There is a widely held belief that PR is a viral infection. Many observations support this view, including seasonal variation, occasional constitutional symptoms, the characteristic course of the disease, and reported clustering in families or communities. However, the role of other organisms was also suggested such as spirochetes, streptococci and immunologic factors have been considered.
The aim of the present work was to study the possible role of HHV-7 in PR which was a matter of debate in different studies.
The present work included 20 cases of PR (17 classical PR, 3 PR inversa), 15 patients with healed PR and 15 control healthy subjects.
All groups were subjected to HHV-7 DNA detection in lesional, non-lesional, PBMC and plasma samples using n-PCR with specific primers for HHV-7 DNA sequence.
We found that 80% of patients group had positive result for HHV-7 DNA in their lesional tissues and 75% in the non-lesional tissues wheares non of the control and healed PR group were positive.
These results showed a highly significant statistical difference between the patients group and the healed group on one hand and patients group and control group on the other hand, as regards HHV-7 DNA detection in tissues.
Also, we found that 85% of the patients group had positive results for detection of HHV-7 DNA in their plasma samples whereas HHV-7 DNA was not detected in all plasma samples of the healed PR group and control group. These results showed a highly statistically significant difference on comparing patient group with healed PR group and control group.
HHV-7 DNA detection in blood samples showed no significant difference suggesting that HHV-7 DNA detection in tissues and plasma by n-PCR technique has a higher significance than detection in blood that require a quantitative assay for diagnosis of active HHV-7 replication.

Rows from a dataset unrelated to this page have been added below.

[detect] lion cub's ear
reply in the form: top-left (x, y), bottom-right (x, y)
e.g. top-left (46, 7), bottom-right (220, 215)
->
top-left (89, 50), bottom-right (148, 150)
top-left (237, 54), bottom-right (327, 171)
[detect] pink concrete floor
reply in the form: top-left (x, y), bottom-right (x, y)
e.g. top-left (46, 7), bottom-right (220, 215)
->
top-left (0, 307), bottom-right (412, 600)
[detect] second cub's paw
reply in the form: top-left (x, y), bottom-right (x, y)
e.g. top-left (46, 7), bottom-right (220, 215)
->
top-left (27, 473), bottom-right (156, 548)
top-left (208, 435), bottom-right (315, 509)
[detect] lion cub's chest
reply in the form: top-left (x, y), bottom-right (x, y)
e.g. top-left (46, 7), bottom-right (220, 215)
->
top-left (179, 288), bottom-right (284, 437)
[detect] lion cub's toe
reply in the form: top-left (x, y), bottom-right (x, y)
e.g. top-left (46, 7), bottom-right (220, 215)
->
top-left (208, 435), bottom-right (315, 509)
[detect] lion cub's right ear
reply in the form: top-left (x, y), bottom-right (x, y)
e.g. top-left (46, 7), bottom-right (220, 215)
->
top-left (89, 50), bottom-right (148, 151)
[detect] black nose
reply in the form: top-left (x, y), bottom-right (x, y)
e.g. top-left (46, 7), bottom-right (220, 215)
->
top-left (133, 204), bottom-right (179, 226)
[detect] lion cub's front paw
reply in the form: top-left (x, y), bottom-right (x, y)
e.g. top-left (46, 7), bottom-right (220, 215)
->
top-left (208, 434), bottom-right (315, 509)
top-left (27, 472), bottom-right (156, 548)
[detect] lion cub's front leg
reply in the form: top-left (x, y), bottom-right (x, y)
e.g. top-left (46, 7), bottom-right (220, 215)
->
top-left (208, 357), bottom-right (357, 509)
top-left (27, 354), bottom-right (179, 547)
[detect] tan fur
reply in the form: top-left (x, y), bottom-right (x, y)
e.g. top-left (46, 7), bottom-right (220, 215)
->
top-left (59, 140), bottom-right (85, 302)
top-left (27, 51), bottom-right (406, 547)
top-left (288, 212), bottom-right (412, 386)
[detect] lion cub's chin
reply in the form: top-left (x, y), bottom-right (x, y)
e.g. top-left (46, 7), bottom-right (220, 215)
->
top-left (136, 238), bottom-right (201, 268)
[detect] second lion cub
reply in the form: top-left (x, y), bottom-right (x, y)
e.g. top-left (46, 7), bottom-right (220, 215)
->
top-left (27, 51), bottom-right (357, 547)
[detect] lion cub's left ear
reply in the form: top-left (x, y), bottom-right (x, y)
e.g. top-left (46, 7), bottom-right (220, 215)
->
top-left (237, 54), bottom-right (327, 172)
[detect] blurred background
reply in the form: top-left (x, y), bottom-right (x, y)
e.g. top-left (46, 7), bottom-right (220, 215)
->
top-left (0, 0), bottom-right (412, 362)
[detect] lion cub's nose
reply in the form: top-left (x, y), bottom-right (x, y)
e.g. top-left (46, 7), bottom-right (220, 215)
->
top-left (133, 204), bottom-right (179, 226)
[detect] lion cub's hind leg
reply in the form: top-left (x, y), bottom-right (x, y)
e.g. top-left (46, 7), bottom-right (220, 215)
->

All PR cases with prodromal symptoms were positive for HHV-7 DNA while PR cases without prodromal symptoms showed negative detection of HHV-7 DNA in different samples.
All recurrent PR cases were positive for HHV-7 DNA by n-PCR in different samples but quantitative viral assay in blood sample must be done.
Finally, our study found that the cause of recurrent PR may be due to reactivation of HHV-7.
In Conclusion:
The results of our study suggest that HHV-7 play; both in adults and in children an etiological role in PR. All cases of PR plasma showed a positive detection of HHV-7 DNA by n-PCR which represent a marker of active or productive infection while blood samples need further investigation (quantitative assay) to differentiate between latency (clinically silent) and active (clinically manifest) viral infection.